Download or read book The Cultural Origins of Human Cognition written by Michael Tomasello and published by Harvard University Press. This book was released on 2015-08-01 with total page 257 pages. Available in PDF, EPUB and Kindle. Book excerpt: Ambitious and elegant, this book builds a bridge between evolutionary theory and cultural psychology. Michael Tomasello is one of the very few people to have done systematic research on the cognitive capacities of both nonhuman primates and human children. The Cultural Origins of Human Cognition identifies what the differences are, and suggests where they might have come from. Tomasello argues that the roots of the human capacity for symbol-based culture, and the kind of psychological development that takes place within it, are based in a cluster of uniquely human cognitive capacities that emerge early in human ontogeny. These include capacities for sharing attention with other persons; for understanding that others have intentions of their own; and for imitating, not just what someone else does, but what someone else has intended to do. In his discussions of language, symbolic representation, and cognitive development, Tomasello describes with authority and ingenuity the "ratchet effect" of these capacities working over evolutionary and historical time to create the kind of cultural artifacts and settings within which each new generation of children develops. He also proposes a novel hypothesis, based on processes of social cognition and cultural evolution, about what makes the cognitive representations of humans different from those of other primates. Lucid, erudite, and passionate, The Cultural Origins of Human Cognition will be essential reading for developmental psychology, animal behavior, and cultural psychology.

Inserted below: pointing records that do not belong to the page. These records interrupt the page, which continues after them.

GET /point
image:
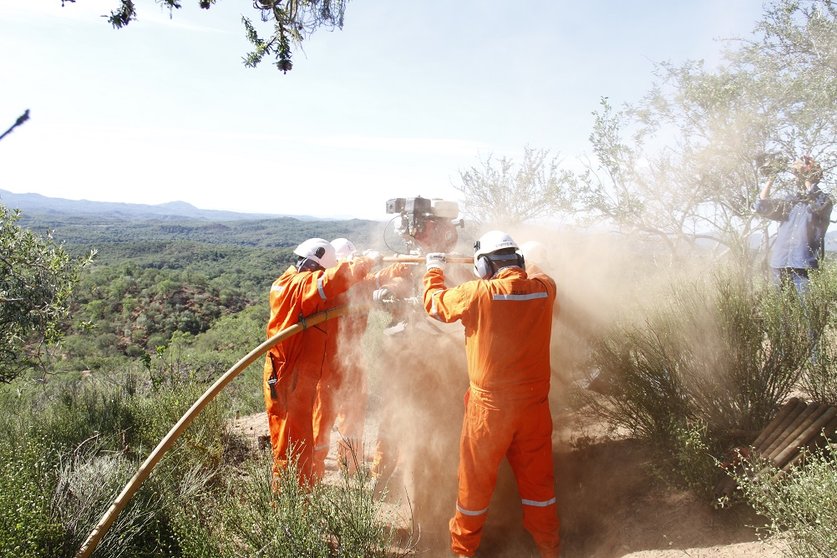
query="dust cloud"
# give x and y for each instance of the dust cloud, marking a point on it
(416, 376)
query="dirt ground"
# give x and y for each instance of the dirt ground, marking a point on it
(610, 503)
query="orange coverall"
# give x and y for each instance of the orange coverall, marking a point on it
(342, 385)
(508, 323)
(294, 367)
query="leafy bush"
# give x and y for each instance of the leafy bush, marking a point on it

The Handbook of Life-Span Development, Volume 1

The Handbook of Life-Span Development, Volume 1
Author :
Publisher : John Wiley & Sons
Total Pages : 1624
Release :
ISBN-10 : 9780470634356
ISBN-13 : 0470634359
Rating : 4/5 (56 Downloads)

Book Synopsis The Handbook of Life-Span Development, Volume 1 by : Richard M. Lerner

Download or read book The Handbook of Life-Span Development, Volume 1 written by Richard M. Lerner and published by John Wiley & Sons. This book was released on 2010-12-14 with total page 1624 pages. Available in PDF, EPUB and Kindle. Book excerpt: In the past fifty years, scholars of human development have been moving from studying change in humans within sharply defined periods, to seeing many more of these phenomenon as more profitably studied over time and in relation to other processes. The Handbook of Life-Span Development, Volume 1: Cognition, Biology, and Methods presents the study of human development conducted by the best scholars in the 21st century. Social workers, counselors and public health workers will receive coverage of of the biological and cognitive aspects of human change across the lifespan.